Angiogenesis is a highly regulated process under the tight control of inducers and inhibitors.1-3 It involves degradation of the parent venule basement membrane, endothelial cell proliferation and migration, development of sprouts, and generation of new basement membrane.1-3 Angiogenesis plays a critical role in solid tumor development and metastasis.1,2Recently, a role for angiogenesis in the pathophysiology of hematologic malignancies has been suggested.4-6 Vascular endothelial growth factor (VEGF) and basic fibroblastic growth factor (bFGF) are 2 of the best characterized angiogenic factors.1,2 They are produced by a number of neoplastic and non-neoplastic cell types.1-3 Acute myeloid leukemia (AML) cells express VEGF.5 Furthermore, elevated levels of bFGF were detected in urine from patients with acute lymphoblastic leukemia (ALL) and lymphoma.4,6 In children with ALL, elevated levels of bFGF in the urine were associated with increased density of bone marrow vessels.4
The purpose of the current study was to determine the extent of angiogenesis in AML. Our results show increased vessel density in bone marrow specimens from patients with AML, thus suggesting a possible role for angiogenesis in the pathophysiology of this disease.
Materials and methods
Twenty archival, paraffin-embedded bone marrow core biopsy specimens from adult patients with AML were evaluated. The diagnosis of AML was made according to standard French-American–British (FAB) criteria.
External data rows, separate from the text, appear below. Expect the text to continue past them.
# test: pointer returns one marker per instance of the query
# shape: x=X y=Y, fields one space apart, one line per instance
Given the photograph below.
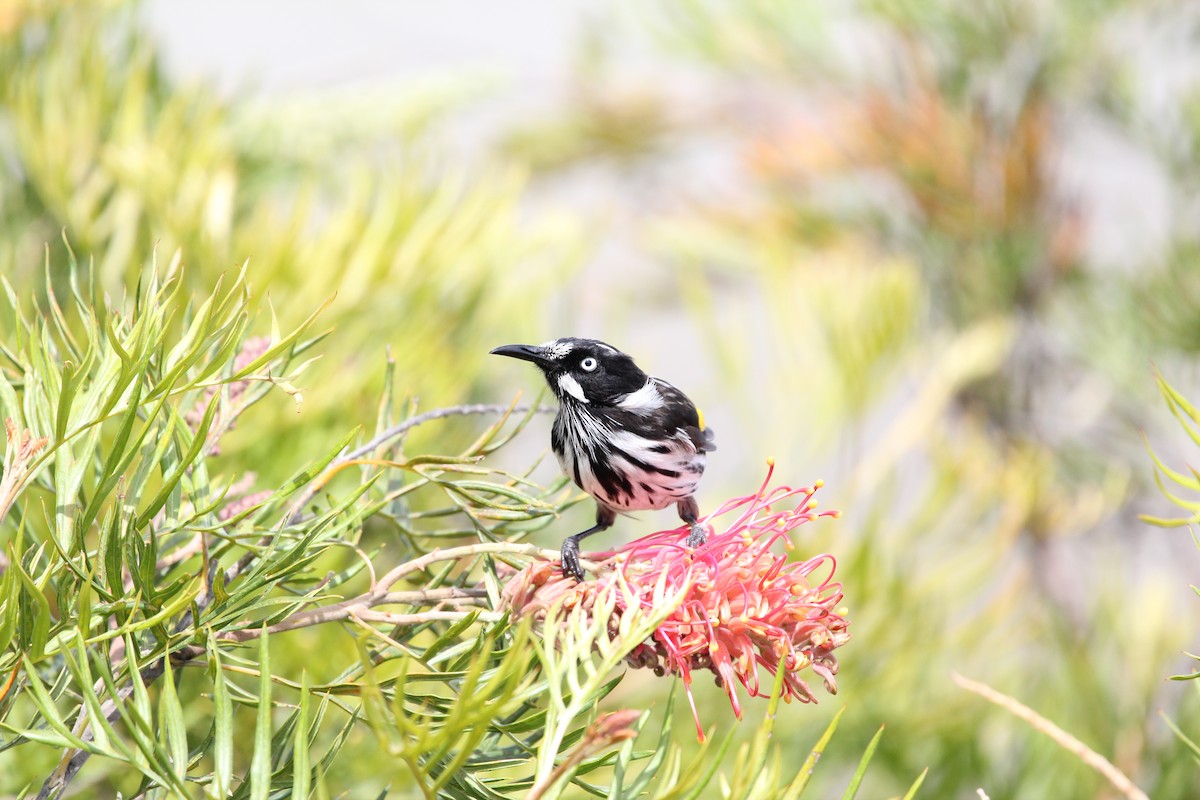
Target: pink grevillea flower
x=744 y=606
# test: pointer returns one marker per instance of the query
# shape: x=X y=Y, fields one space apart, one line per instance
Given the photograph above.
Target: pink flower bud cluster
x=745 y=606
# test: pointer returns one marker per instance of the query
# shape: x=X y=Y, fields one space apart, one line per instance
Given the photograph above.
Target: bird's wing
x=681 y=414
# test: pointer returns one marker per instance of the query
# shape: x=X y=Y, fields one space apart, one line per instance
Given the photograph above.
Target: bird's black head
x=581 y=371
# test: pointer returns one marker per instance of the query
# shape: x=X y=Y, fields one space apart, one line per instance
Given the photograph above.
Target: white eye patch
x=570 y=386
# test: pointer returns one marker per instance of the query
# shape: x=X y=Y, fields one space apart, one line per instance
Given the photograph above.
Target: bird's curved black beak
x=526 y=353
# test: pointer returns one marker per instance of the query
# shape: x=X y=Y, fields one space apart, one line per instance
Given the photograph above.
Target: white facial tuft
x=646 y=400
x=570 y=386
x=557 y=349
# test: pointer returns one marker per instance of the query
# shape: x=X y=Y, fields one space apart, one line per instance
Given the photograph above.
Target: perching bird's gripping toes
x=630 y=440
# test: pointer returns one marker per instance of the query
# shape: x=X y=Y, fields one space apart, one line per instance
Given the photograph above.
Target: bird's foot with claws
x=570 y=553
x=697 y=536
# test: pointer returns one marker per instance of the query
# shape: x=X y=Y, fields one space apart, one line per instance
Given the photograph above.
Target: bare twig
x=73 y=759
x=606 y=731
x=1060 y=737
x=379 y=595
x=359 y=607
x=397 y=431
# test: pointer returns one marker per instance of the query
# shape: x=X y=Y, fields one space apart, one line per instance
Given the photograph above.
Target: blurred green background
x=929 y=251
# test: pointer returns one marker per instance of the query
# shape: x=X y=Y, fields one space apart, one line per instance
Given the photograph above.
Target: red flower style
x=743 y=605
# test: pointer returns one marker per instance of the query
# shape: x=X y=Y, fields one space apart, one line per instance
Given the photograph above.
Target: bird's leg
x=690 y=512
x=570 y=552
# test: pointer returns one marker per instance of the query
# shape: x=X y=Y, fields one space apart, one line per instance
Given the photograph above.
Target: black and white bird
x=630 y=440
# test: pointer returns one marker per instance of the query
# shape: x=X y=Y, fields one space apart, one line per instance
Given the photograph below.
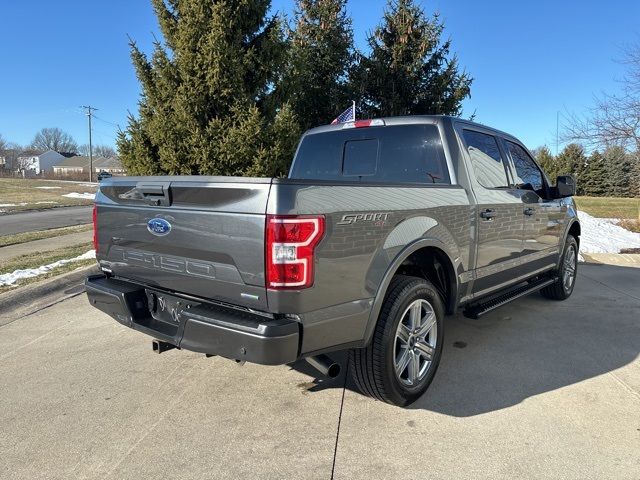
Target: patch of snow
x=13 y=277
x=602 y=235
x=83 y=196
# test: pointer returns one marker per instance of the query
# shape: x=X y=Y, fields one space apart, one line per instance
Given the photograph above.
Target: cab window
x=526 y=172
x=486 y=160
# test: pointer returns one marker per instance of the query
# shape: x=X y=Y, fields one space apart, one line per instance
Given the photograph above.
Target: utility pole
x=89 y=111
x=557 y=130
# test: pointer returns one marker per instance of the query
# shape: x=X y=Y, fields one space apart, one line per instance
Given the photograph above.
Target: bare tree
x=54 y=139
x=98 y=151
x=614 y=119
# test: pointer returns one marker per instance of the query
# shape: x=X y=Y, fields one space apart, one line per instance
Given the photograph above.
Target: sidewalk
x=45 y=245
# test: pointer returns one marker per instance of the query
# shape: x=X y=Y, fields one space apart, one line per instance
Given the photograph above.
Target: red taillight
x=290 y=244
x=95 y=228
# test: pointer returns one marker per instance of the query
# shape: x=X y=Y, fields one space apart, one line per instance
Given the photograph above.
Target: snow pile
x=83 y=196
x=13 y=277
x=602 y=235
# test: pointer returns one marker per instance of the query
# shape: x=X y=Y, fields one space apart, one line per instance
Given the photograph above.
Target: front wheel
x=401 y=360
x=562 y=288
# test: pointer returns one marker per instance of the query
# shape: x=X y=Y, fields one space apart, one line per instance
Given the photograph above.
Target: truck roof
x=412 y=120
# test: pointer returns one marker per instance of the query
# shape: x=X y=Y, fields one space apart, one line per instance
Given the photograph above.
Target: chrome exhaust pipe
x=324 y=365
x=159 y=346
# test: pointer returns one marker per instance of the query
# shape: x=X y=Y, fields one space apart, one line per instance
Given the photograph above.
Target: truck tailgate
x=198 y=235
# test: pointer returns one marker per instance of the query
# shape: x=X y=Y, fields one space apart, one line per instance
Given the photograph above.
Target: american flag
x=349 y=115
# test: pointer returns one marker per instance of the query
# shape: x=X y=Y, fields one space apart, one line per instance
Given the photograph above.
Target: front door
x=499 y=213
x=543 y=217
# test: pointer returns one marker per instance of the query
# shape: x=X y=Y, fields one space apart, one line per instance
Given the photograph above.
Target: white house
x=37 y=162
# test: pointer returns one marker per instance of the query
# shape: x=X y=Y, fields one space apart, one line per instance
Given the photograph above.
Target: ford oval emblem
x=159 y=227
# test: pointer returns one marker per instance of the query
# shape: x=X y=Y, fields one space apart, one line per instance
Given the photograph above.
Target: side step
x=476 y=310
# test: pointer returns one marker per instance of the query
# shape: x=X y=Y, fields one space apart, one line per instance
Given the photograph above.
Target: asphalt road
x=537 y=389
x=44 y=219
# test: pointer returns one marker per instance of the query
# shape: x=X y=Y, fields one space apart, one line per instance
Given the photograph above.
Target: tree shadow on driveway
x=531 y=346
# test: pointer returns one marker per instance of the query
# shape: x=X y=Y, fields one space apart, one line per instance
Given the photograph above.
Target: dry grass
x=610 y=207
x=7 y=240
x=53 y=273
x=36 y=259
x=23 y=194
x=631 y=225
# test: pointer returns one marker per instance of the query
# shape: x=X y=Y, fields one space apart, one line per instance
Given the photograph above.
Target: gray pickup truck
x=382 y=228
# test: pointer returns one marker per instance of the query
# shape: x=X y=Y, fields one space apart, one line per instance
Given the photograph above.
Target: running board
x=476 y=310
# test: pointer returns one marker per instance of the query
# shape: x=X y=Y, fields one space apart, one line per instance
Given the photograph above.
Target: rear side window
x=486 y=160
x=526 y=170
x=394 y=154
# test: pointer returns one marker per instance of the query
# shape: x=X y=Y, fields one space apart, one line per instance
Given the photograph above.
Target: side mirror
x=565 y=186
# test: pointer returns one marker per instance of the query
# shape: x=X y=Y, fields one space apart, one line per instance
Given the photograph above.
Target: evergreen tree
x=409 y=70
x=205 y=90
x=620 y=170
x=572 y=160
x=319 y=60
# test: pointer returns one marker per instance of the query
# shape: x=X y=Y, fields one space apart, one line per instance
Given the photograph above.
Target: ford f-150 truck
x=382 y=228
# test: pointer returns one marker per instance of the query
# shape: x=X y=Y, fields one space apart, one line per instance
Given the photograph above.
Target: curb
x=29 y=299
x=619 y=259
x=57 y=207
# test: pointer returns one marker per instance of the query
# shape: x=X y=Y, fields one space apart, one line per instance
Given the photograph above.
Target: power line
x=106 y=121
x=89 y=112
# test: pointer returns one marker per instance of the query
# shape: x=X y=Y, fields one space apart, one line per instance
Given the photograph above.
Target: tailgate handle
x=155 y=194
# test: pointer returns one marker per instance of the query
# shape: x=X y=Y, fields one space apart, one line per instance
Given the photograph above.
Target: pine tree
x=620 y=170
x=320 y=57
x=572 y=160
x=205 y=90
x=409 y=70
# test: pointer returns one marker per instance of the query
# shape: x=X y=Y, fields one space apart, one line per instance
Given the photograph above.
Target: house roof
x=78 y=162
x=31 y=153
x=111 y=162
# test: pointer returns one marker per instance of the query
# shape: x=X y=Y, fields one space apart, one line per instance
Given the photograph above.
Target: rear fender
x=455 y=267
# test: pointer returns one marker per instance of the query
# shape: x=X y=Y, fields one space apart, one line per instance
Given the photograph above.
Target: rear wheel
x=401 y=360
x=563 y=287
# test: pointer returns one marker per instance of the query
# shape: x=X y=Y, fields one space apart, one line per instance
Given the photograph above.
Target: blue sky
x=529 y=59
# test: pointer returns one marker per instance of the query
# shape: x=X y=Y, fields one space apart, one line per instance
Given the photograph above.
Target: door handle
x=487 y=214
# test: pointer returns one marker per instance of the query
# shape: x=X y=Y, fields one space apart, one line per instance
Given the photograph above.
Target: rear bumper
x=196 y=326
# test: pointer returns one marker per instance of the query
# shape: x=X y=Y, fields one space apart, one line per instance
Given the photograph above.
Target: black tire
x=559 y=290
x=373 y=368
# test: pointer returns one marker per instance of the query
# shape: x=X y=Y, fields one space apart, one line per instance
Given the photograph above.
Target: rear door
x=499 y=211
x=543 y=217
x=202 y=236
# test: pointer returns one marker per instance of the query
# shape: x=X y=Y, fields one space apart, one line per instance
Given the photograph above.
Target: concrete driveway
x=537 y=389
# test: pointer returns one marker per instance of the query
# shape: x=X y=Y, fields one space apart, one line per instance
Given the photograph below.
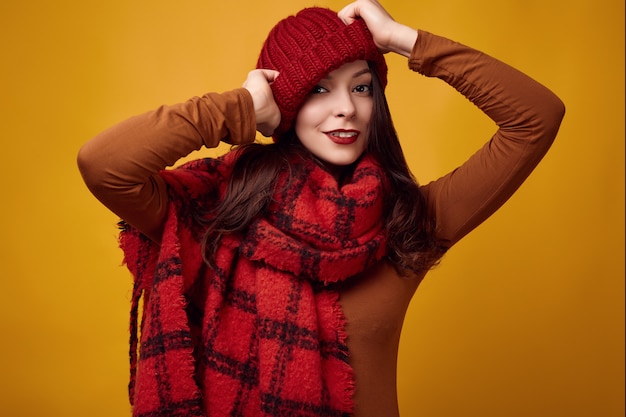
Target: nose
x=344 y=105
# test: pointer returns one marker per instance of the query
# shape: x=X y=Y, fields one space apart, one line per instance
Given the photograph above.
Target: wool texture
x=261 y=333
x=304 y=48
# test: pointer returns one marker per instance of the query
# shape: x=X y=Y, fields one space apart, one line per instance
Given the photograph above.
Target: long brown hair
x=411 y=239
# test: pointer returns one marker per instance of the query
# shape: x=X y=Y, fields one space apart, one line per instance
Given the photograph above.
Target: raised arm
x=120 y=165
x=527 y=114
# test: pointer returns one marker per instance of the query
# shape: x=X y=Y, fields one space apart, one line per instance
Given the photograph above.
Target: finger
x=348 y=14
x=270 y=75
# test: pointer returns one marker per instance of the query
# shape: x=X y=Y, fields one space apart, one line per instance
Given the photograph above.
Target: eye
x=365 y=89
x=318 y=89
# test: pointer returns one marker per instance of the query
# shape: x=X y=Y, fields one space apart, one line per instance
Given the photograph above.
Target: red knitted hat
x=304 y=48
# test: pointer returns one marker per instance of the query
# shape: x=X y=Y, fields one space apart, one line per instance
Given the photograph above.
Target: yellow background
x=523 y=318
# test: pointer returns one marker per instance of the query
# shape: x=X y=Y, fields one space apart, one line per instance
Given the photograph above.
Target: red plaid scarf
x=262 y=334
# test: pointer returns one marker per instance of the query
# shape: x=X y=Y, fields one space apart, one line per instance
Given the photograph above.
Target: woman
x=275 y=279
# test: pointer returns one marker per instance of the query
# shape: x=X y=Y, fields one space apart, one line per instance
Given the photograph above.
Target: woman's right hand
x=388 y=35
x=265 y=108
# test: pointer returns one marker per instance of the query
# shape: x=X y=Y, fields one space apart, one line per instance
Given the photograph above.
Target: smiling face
x=334 y=120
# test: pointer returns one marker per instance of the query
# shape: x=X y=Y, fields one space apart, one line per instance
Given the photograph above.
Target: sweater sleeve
x=527 y=114
x=121 y=165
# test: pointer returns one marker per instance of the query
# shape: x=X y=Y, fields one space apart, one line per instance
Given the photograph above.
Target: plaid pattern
x=262 y=334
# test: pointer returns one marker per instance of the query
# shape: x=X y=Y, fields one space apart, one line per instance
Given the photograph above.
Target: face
x=334 y=120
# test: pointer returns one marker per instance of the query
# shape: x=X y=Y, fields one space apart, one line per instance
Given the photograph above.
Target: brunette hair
x=411 y=240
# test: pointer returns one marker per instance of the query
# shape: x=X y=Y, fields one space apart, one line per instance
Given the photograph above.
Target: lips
x=343 y=137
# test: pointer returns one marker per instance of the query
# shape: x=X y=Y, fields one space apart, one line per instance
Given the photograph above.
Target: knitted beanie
x=304 y=48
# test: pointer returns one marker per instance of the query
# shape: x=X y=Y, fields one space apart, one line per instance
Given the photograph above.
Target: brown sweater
x=121 y=165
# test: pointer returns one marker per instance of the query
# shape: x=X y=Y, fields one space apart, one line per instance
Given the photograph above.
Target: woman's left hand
x=388 y=35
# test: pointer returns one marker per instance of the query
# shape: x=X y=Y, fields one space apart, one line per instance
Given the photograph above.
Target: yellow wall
x=523 y=318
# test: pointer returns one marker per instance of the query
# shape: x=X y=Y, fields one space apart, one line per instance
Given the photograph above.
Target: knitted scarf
x=262 y=332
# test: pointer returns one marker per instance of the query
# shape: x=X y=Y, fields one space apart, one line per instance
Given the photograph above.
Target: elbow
x=548 y=118
x=91 y=167
x=553 y=116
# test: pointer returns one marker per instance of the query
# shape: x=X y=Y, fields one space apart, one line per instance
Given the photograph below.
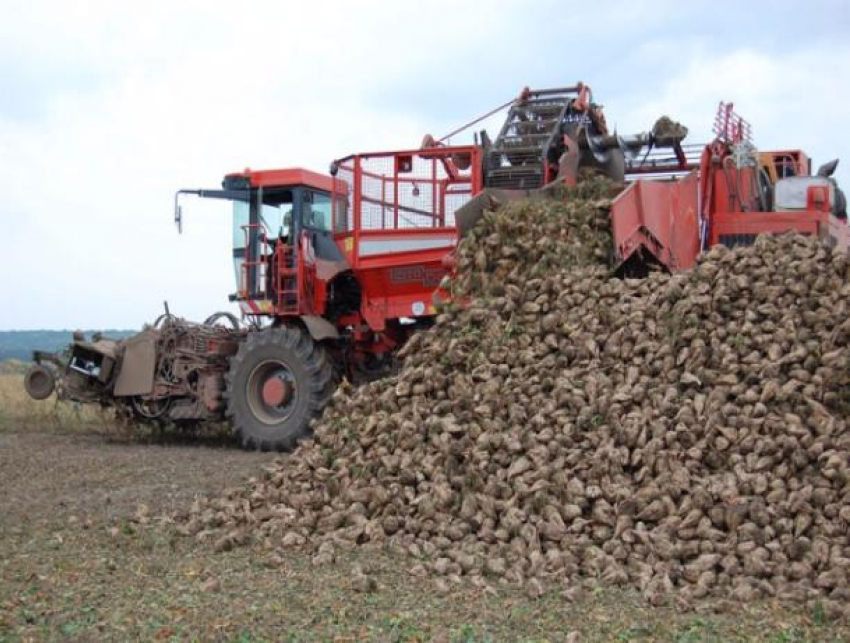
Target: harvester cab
x=277 y=216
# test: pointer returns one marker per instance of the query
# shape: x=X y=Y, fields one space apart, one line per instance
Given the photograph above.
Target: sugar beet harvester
x=334 y=272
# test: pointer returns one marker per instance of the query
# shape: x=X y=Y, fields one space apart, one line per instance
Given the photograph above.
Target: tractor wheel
x=278 y=381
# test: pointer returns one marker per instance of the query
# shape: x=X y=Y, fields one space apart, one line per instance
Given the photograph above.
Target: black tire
x=287 y=354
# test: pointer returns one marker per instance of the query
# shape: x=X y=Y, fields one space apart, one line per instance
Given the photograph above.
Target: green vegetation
x=19 y=344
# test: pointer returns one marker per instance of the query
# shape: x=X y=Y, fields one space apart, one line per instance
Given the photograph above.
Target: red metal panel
x=289 y=177
x=659 y=218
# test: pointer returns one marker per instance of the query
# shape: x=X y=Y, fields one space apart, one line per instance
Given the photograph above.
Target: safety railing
x=403 y=192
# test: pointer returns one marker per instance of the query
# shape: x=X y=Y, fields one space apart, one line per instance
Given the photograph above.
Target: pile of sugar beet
x=686 y=435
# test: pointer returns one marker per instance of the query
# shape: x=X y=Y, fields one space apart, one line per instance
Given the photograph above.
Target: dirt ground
x=88 y=554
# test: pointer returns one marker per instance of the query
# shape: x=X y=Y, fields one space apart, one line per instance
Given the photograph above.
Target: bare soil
x=89 y=553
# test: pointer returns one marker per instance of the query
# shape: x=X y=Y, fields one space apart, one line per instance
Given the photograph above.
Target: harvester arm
x=233 y=195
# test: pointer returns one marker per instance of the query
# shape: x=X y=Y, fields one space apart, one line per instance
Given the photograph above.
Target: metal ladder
x=517 y=160
x=288 y=282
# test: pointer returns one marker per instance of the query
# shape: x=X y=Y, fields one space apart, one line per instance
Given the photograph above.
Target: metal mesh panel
x=342 y=201
x=411 y=191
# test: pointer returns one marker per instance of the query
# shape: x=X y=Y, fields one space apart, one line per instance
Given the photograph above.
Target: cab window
x=317 y=211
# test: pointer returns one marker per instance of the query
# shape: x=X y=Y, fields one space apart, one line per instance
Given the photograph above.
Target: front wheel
x=278 y=382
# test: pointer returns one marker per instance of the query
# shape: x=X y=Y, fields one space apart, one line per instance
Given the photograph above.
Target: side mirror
x=828 y=169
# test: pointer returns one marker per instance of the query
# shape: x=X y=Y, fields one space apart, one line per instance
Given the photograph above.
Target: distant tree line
x=19 y=344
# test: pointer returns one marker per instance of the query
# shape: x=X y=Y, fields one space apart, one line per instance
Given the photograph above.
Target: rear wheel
x=278 y=381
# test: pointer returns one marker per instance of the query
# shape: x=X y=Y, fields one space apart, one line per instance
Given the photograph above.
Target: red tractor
x=335 y=272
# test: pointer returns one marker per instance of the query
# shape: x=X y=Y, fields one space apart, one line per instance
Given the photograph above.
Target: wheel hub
x=271 y=391
x=277 y=391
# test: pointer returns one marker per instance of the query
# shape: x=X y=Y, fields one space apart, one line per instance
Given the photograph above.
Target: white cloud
x=115 y=109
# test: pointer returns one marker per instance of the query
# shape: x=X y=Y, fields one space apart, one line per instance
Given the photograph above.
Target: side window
x=318 y=212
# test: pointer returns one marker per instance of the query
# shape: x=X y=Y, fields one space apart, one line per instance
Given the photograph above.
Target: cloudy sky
x=108 y=107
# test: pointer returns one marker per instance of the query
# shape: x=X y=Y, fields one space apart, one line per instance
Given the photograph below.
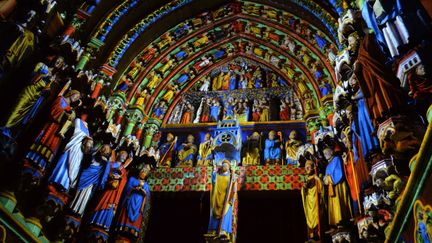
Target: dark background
x=265 y=216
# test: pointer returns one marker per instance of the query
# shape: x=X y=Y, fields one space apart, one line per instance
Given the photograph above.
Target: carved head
x=328 y=153
x=226 y=166
x=310 y=167
x=272 y=135
x=190 y=138
x=87 y=145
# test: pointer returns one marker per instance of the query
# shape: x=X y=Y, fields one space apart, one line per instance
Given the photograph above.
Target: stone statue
x=65 y=174
x=222 y=198
x=313 y=200
x=187 y=152
x=102 y=216
x=273 y=149
x=339 y=203
x=205 y=155
x=45 y=147
x=91 y=179
x=252 y=150
x=134 y=205
x=291 y=147
x=166 y=151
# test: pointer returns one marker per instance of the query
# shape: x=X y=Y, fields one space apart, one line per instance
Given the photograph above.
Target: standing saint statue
x=166 y=151
x=291 y=147
x=252 y=150
x=187 y=152
x=46 y=145
x=102 y=215
x=91 y=179
x=65 y=174
x=339 y=203
x=273 y=149
x=205 y=152
x=131 y=219
x=313 y=200
x=222 y=198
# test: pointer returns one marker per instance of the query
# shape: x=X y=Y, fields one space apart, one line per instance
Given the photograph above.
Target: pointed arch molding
x=229 y=19
x=197 y=55
x=328 y=20
x=217 y=65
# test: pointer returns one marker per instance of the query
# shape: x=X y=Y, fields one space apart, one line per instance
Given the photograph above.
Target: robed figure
x=166 y=151
x=46 y=145
x=134 y=206
x=313 y=200
x=252 y=150
x=91 y=179
x=65 y=174
x=272 y=149
x=339 y=204
x=187 y=152
x=205 y=152
x=379 y=85
x=222 y=197
x=102 y=215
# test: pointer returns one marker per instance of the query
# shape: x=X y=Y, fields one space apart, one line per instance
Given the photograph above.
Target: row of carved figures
x=357 y=170
x=255 y=150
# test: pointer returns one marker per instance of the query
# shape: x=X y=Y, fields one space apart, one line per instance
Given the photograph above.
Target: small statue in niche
x=153 y=80
x=273 y=149
x=389 y=182
x=256 y=111
x=136 y=68
x=102 y=216
x=149 y=53
x=188 y=113
x=339 y=203
x=252 y=150
x=285 y=109
x=205 y=85
x=264 y=108
x=171 y=90
x=187 y=152
x=205 y=112
x=46 y=145
x=222 y=198
x=166 y=66
x=313 y=200
x=309 y=102
x=291 y=147
x=420 y=83
x=205 y=155
x=325 y=88
x=215 y=110
x=134 y=206
x=229 y=108
x=166 y=151
x=159 y=110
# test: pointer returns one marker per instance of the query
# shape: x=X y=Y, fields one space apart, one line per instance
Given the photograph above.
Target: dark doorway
x=271 y=216
x=275 y=216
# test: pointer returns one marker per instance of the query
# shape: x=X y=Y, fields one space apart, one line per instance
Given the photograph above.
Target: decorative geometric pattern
x=251 y=178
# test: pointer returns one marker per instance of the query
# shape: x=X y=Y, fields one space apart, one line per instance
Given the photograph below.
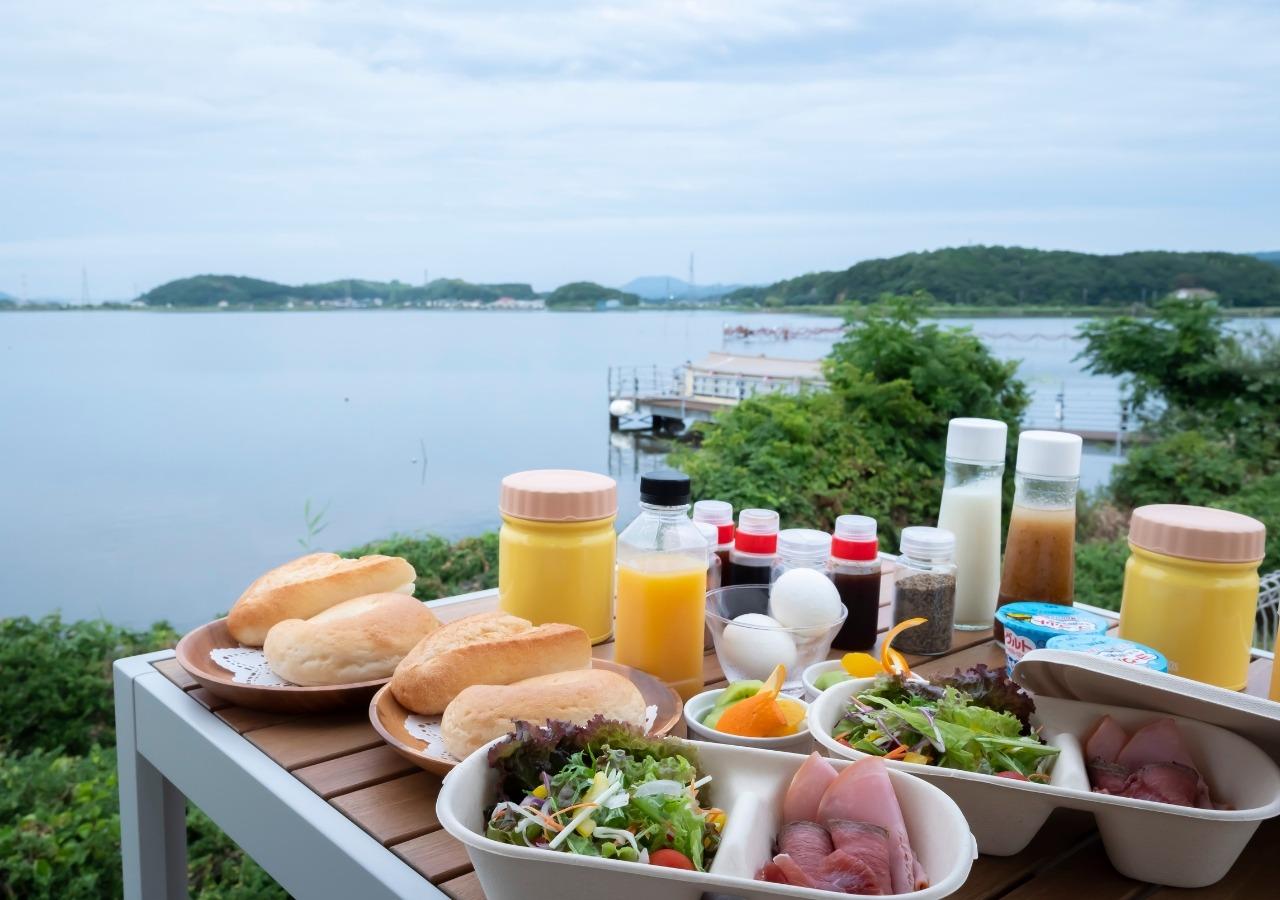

In addition, 20 bone marrow core biopsy specimens from adult patients without evidence of malignancy were used as controls. The control patients had undergone bone marrow biopsy for a number of different reasons, including tumor staging and evaluation of cytopenias. All of the specimens had been fixed in formalin or B-5 and embedded in paraffin. The hematoxylin and eosin (H&E)-stained sections from each corresponding biopsy were reviewed and the histologic diagnosis was confirmed. Bone marrow cellularity and blast counts also were reviewed.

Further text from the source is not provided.